Admittedly, I am biased. I got hurt badly in August 2007 by betting on the Fed responding to the freeze-up in financial markets much more vigorously. I couldn’t imagine (and still can’t) that Bernanke’s response to the unfolding catastrophe would be slow slow and lackluster.
Do you see LIBOR going up in August and September? Do you see that the Fed barely managed to get it down by the end of the year?
I see this as egregious a failure, as Greenspan’s infamous 50bps hike in May 2000 in the middle of the unfolding collapse of the internet bubble.
Am I now asking the Fed for a bailout? No, the Central Bank has no obligation to bail out my portfolio. There shouldn’t be too concerned if their actions blow up a few traders and help disproportionately a few others.
But when a systemic crisis unfolds, it is beneficial for the Fed to move with decisiveness of Alexander the Great and not to worry about timely signaling and methodical approach.
This is the problem with academics running the Fed: there are afraid to be wrong and act prematurely, so they collect the preponderance of evidence before acting. Traders have no such compunctions.
You see the financial system freeze? Cut right away, don’t talk, just cut! You find out your actions were excessive: tighten back. Nobody was ever able to explain to me what was wrong with the Fed being dynamic and flexible.
I hope that Ms. Yellen will bring us a more dynamic Fed and a higher interest rate volatility. Instead of the Fed pushing forward on a preset course with bull-headed certainty, I’d rather have a factitious collection of central bankers as confused and befuddled, as the rest of us, by the conflicting stories.
Let’s allow the possibility that the Fed knows about the dollar, the unemployment, the globalization, the U3, the U6, the commodity prices, and even the economic singularity. And they don’t know either what the should do or what they will do.
I don’t claim to be a better economist than Ben Bernanke. In fact, I respect his intelligence and scholarship greatly. Now that he has started blogging, I think he is on a short-list to be the most influential financial blogger in the world.

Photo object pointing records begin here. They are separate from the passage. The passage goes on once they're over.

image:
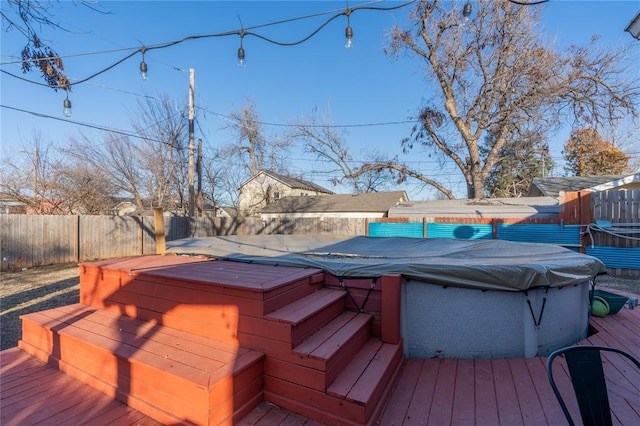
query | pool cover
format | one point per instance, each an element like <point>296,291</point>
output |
<point>485,264</point>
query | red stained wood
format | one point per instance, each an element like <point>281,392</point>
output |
<point>444,393</point>
<point>486,406</point>
<point>349,377</point>
<point>124,354</point>
<point>464,400</point>
<point>390,308</point>
<point>421,403</point>
<point>528,401</point>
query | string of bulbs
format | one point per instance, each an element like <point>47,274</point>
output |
<point>241,54</point>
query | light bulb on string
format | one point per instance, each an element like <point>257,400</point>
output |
<point>241,54</point>
<point>466,12</point>
<point>348,32</point>
<point>143,66</point>
<point>67,106</point>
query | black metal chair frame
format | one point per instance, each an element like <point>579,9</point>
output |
<point>588,380</point>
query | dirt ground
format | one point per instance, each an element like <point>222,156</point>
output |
<point>47,287</point>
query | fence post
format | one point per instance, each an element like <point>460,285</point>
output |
<point>158,222</point>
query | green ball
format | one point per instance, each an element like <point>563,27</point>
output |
<point>600,307</point>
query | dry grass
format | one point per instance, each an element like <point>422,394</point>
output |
<point>34,290</point>
<point>47,287</point>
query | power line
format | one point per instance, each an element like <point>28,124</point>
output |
<point>89,125</point>
<point>243,32</point>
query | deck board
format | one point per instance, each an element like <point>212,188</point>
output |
<point>429,391</point>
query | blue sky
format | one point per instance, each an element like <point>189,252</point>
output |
<point>353,87</point>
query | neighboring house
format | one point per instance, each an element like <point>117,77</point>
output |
<point>531,208</point>
<point>369,205</point>
<point>551,187</point>
<point>9,205</point>
<point>267,187</point>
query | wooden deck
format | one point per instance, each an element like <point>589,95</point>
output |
<point>430,391</point>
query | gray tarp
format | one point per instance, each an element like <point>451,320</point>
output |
<point>486,264</point>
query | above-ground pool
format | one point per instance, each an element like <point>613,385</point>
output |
<point>459,298</point>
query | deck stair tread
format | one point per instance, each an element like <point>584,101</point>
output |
<point>328,340</point>
<point>362,378</point>
<point>356,396</point>
<point>162,370</point>
<point>306,307</point>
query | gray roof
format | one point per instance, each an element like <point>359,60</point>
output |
<point>552,187</point>
<point>294,183</point>
<point>526,207</point>
<point>337,203</point>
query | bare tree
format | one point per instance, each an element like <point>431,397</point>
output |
<point>85,191</point>
<point>29,18</point>
<point>254,150</point>
<point>150,167</point>
<point>164,151</point>
<point>494,74</point>
<point>329,145</point>
<point>114,159</point>
<point>30,178</point>
<point>589,154</point>
<point>520,161</point>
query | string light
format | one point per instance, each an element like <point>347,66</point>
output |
<point>143,65</point>
<point>241,62</point>
<point>67,105</point>
<point>348,32</point>
<point>466,12</point>
<point>241,33</point>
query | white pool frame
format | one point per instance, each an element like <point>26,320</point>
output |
<point>455,322</point>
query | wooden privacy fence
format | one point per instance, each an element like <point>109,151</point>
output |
<point>32,240</point>
<point>603,224</point>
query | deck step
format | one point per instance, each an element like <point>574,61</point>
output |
<point>319,359</point>
<point>308,314</point>
<point>358,394</point>
<point>165,373</point>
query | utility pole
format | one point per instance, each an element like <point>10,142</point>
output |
<point>192,197</point>
<point>36,160</point>
<point>199,196</point>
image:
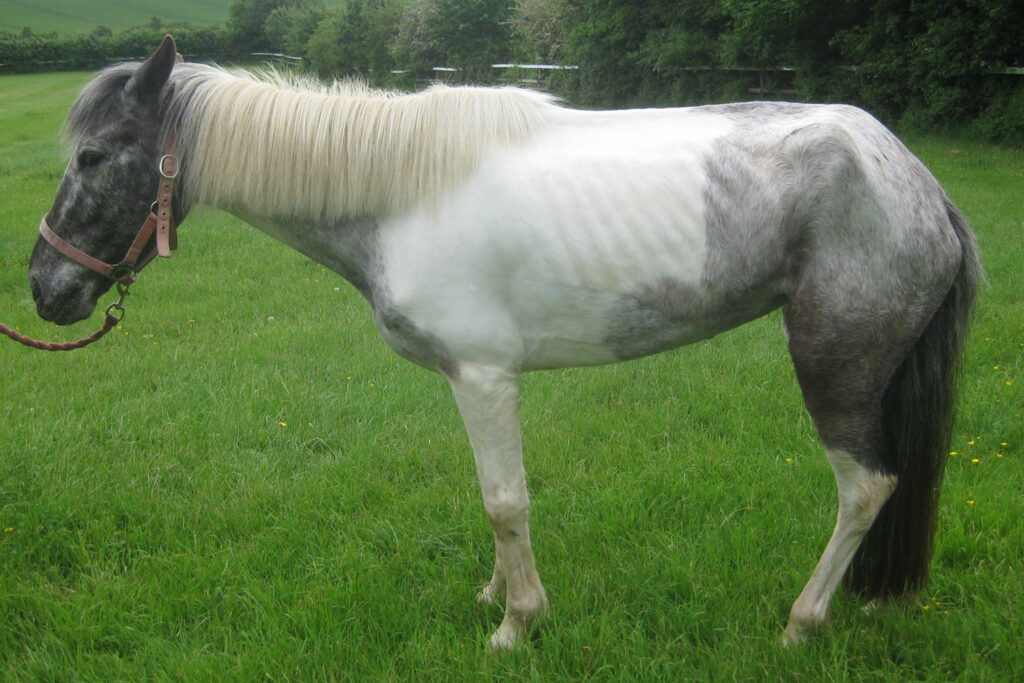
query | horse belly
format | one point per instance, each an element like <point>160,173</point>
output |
<point>577,252</point>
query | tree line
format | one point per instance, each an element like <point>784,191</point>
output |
<point>929,63</point>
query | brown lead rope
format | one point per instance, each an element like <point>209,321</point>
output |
<point>109,324</point>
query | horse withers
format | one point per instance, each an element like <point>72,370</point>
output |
<point>494,231</point>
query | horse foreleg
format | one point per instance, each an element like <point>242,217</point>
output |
<point>861,495</point>
<point>493,588</point>
<point>488,401</point>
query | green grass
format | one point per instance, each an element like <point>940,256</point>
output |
<point>158,520</point>
<point>72,16</point>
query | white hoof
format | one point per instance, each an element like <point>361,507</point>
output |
<point>509,635</point>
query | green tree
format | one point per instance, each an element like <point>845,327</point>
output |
<point>469,35</point>
<point>289,28</point>
<point>354,40</point>
<point>247,24</point>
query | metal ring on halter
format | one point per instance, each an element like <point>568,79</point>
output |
<point>172,158</point>
<point>122,271</point>
<point>117,305</point>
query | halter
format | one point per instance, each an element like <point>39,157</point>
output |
<point>160,220</point>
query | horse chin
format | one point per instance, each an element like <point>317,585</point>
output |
<point>68,307</point>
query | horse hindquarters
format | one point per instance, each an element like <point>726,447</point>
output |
<point>879,382</point>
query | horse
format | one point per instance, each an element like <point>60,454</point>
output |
<point>496,231</point>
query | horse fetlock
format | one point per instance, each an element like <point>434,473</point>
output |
<point>489,592</point>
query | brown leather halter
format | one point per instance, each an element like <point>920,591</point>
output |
<point>160,220</point>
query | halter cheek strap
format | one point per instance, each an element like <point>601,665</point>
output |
<point>160,220</point>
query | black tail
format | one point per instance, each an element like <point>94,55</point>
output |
<point>918,413</point>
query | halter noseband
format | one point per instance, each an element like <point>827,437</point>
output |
<point>160,220</point>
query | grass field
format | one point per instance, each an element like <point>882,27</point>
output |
<point>244,482</point>
<point>83,15</point>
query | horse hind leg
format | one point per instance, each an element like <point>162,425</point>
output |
<point>861,495</point>
<point>880,390</point>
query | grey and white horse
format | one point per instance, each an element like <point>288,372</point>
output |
<point>494,232</point>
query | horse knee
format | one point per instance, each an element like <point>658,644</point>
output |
<point>508,513</point>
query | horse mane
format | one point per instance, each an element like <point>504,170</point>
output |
<point>281,144</point>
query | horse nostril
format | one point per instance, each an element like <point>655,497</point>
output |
<point>37,289</point>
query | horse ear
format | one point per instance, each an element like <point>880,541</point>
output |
<point>145,84</point>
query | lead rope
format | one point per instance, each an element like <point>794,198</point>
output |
<point>109,324</point>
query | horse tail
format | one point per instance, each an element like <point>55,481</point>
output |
<point>918,413</point>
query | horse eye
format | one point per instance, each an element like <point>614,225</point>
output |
<point>90,158</point>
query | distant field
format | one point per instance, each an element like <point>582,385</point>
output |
<point>83,15</point>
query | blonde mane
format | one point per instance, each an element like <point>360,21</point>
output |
<point>285,145</point>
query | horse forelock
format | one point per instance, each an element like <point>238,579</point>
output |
<point>280,144</point>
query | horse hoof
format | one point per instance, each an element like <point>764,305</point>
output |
<point>508,637</point>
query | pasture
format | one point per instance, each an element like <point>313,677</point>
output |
<point>72,16</point>
<point>243,481</point>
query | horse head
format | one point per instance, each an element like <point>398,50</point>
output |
<point>109,186</point>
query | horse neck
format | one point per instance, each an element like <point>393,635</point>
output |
<point>276,147</point>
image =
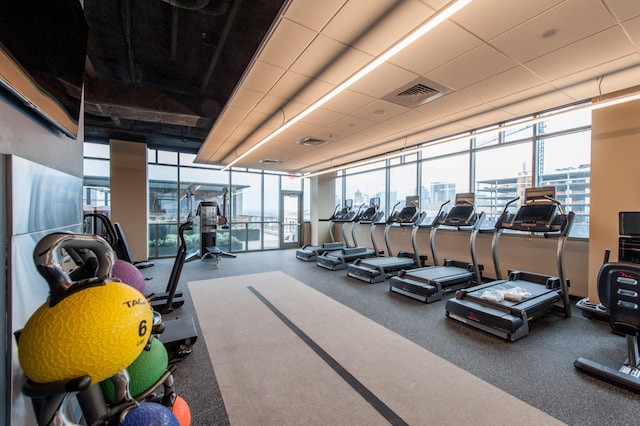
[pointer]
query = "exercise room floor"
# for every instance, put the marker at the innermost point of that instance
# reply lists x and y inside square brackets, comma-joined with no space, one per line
[418,366]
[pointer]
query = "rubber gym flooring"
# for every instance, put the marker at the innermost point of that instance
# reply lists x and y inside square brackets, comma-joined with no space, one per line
[283,341]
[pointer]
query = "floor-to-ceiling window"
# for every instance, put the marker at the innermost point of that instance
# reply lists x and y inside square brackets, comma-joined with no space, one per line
[496,163]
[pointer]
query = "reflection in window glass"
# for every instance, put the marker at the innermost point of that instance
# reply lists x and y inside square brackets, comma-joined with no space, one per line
[96,150]
[364,186]
[443,148]
[569,120]
[402,183]
[517,133]
[487,139]
[271,233]
[95,168]
[442,179]
[565,164]
[163,194]
[338,201]
[291,183]
[163,210]
[306,215]
[246,195]
[189,160]
[366,167]
[165,157]
[502,174]
[207,184]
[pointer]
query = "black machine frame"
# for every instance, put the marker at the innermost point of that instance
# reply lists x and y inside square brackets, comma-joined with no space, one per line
[510,319]
[378,269]
[335,260]
[618,291]
[432,283]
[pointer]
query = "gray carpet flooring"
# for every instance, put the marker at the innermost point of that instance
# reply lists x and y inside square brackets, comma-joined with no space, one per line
[537,369]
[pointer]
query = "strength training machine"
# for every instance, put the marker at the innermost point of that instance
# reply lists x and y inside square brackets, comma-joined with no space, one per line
[628,252]
[618,292]
[505,308]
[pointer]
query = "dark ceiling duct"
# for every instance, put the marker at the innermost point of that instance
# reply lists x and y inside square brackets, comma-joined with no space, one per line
[188,4]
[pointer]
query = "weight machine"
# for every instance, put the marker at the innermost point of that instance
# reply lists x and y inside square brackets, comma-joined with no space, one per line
[210,218]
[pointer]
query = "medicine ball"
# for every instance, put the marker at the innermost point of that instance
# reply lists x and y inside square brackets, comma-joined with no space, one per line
[182,411]
[129,274]
[144,372]
[149,414]
[93,327]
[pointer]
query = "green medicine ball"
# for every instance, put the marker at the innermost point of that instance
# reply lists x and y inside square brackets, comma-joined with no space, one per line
[144,372]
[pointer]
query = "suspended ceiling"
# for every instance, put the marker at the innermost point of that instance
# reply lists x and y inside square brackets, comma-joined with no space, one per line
[492,61]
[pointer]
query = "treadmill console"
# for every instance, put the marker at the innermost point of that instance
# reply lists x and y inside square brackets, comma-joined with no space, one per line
[406,215]
[461,215]
[372,213]
[535,217]
[345,214]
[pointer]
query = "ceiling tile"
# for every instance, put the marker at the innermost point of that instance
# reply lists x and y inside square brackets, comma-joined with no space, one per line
[348,101]
[490,18]
[632,27]
[598,49]
[373,26]
[532,100]
[380,111]
[446,105]
[470,68]
[262,76]
[594,18]
[247,98]
[385,79]
[429,52]
[509,82]
[300,88]
[624,9]
[604,78]
[313,14]
[330,61]
[286,43]
[323,117]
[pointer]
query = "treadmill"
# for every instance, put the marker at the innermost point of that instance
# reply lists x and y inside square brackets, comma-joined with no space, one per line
[338,259]
[378,269]
[506,307]
[431,283]
[309,253]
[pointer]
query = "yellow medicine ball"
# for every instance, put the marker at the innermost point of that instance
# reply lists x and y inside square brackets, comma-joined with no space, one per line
[96,331]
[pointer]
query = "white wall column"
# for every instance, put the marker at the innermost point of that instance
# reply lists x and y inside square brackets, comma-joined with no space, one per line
[129,189]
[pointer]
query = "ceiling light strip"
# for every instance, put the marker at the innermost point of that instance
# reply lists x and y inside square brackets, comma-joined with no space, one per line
[430,24]
[534,120]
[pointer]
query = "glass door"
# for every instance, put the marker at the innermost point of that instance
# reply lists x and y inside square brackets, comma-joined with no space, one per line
[291,214]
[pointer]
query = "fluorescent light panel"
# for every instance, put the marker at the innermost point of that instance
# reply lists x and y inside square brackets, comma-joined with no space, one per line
[534,120]
[430,24]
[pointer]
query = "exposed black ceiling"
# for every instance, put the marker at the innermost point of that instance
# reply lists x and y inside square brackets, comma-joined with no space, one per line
[160,71]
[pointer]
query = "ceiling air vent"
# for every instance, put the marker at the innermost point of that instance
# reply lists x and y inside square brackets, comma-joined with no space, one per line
[417,93]
[269,161]
[313,142]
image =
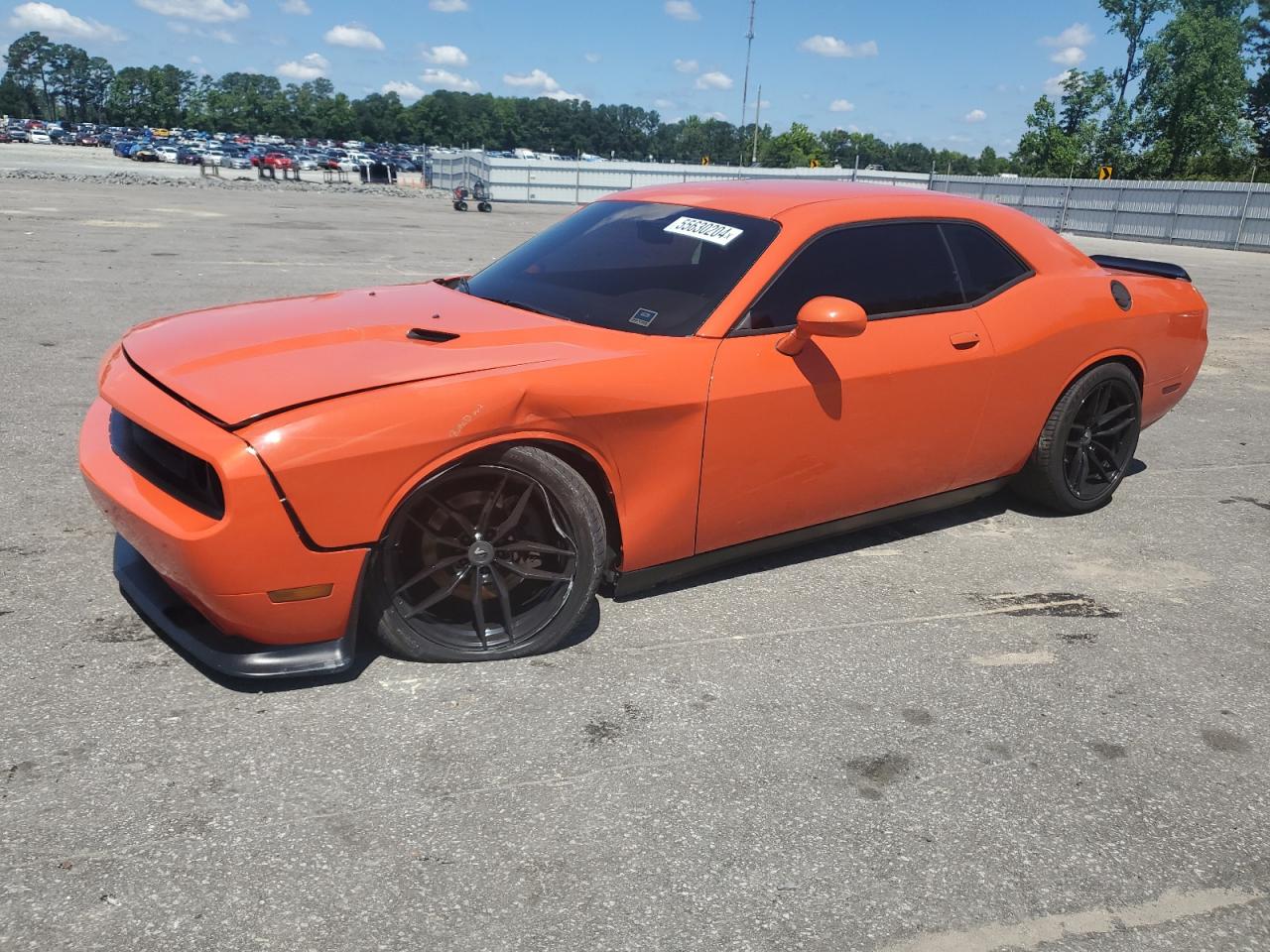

The same is true about Janet Yellen: I am sure she knows everything I do and more about the economy and inflation.
What I am trying to be, is a better trader. So let’s trade circles around the Central Bank.
With intelligent, but unpredictable Fed, and complex economic story, is it really worth committing our capital to pinpoint the “lift-off” date for the rate cycle?
My strategy over the last couple of years was consistent with remaining agnostic about the first hike. I have summarized it in a tweet last year:
Long bonds are perfect:
- Fed hikes – they rally.
- Fed holds – they carry.
So I will stay the course and keep away from bets on the short end of the yield curve.
I am also staying long dollar, because I think the dollar will benefit whenever the hiking cycle will start, and especially so, if the rates will go up much more than I expect.
This is how I hope to circumvent Yellen’s dilemma and survive whatever course she takes.